You can combine multiple keywords in one statement:

In [None]:
ndvi.sel(x=2578000, time='2019-08-12', method='nearest')

<span class='dothis'>Now try out some different dates and x/y coordinates, with and without the `method='nearest'`, and a `slice(<date-start>, <date-end>)` operation.</span>

In [None]:
# Put your code here:


<hr style="border-top:8px solid black" />

## Saving a time series to a CSV file

CSV files are 'comma-separated-value' files that can be opened in Excel and many other analysis packages.

Let's export a time series of NDVI from a small part of Fribourg that we have loaded.

In [None]:
ndvi_thru_time = ndvi.sel(x=point_x, y=point_y, method='nearest')

Next we check that we have only a single dimension, in this case time. (Otherwise the export won't work!

In [None]:
ndvi_thru_time

We convert the data to a Pandas DataFrame:

In [None]:
ndvi_thru_time_pd = ndvi_thru_time.to_dataframe()

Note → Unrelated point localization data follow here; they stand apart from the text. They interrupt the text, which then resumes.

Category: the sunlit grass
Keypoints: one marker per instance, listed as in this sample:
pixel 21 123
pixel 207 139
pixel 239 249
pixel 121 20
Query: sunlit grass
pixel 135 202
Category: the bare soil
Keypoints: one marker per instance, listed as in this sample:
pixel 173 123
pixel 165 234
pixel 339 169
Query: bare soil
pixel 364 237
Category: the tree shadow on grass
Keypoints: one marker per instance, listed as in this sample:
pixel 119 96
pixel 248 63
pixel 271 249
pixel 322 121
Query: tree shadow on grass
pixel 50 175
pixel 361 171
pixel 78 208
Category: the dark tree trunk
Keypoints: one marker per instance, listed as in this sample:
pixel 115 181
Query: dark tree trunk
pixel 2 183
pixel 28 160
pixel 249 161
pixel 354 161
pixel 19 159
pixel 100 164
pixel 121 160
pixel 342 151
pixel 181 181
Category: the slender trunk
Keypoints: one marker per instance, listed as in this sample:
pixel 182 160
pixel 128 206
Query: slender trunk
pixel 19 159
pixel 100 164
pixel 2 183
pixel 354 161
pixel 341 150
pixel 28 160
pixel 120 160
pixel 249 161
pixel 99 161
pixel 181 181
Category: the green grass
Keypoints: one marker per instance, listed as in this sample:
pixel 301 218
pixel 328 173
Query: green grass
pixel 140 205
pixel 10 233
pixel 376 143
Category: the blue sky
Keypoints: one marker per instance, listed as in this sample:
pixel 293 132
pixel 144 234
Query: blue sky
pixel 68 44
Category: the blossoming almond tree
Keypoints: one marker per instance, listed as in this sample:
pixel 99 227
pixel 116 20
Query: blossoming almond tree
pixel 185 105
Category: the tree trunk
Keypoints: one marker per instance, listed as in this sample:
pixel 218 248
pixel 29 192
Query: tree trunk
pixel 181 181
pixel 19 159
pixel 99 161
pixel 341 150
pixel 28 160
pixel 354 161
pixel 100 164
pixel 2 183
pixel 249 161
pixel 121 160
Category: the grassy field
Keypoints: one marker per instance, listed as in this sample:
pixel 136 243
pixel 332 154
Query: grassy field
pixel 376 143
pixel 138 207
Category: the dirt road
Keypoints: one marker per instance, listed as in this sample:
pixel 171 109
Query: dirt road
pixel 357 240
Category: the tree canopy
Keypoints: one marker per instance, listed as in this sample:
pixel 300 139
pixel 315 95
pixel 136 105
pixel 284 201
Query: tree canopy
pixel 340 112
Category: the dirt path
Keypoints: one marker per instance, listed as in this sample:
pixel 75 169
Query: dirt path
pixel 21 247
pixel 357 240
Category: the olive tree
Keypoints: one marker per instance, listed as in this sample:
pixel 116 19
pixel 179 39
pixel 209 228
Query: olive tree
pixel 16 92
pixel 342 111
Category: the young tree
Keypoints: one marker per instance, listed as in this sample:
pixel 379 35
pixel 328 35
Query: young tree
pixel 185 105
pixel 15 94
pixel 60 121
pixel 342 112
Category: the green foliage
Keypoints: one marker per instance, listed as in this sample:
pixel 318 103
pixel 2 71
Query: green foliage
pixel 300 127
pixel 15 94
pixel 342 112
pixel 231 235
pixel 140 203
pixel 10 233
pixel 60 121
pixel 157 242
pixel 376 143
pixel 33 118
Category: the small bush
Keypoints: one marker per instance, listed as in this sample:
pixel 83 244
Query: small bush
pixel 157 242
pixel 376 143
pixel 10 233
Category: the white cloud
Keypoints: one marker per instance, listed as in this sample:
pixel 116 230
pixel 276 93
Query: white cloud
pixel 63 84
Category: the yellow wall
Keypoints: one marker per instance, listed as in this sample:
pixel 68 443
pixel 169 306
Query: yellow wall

Let's take a look at it. Note that it looks very similar to an xarray DataArray - it just does not have spatial coordinates any more.

In [None]:
ndvi_thru_time_pd

Now we save to Comma Separated Values (CSV) file. There are more options possible to reduce the time-series e.g. to daily values (see next notebook for the details). Before saving the file to CSV, we calculate the mean daily values, and remove rows with no data. This will make it easier later on for plotting in your preferred plotting software (python, R, Excel).

In [None]:
# Resample and calculate daily mean for all variables
ndvi_thru_time_daily_pd = ndvi_thru_time_pd.resample('1D').mean()

# remove all rows without values
ndvi_thru_time_daily_clean_pd = ndvi_thru_time_daily_pd.dropna()

# Save including empty rows
ndvi_thru_time_pd.to_csv('ndvi_over_fribourg.csv')
# Save after removing NA values
ndvi_thru_time_daily_clean_pd.to_csv('ndvi_daily_clean_over_fribourg.csv')

You can now download the file that was made and open it in Excel or some other analysis software.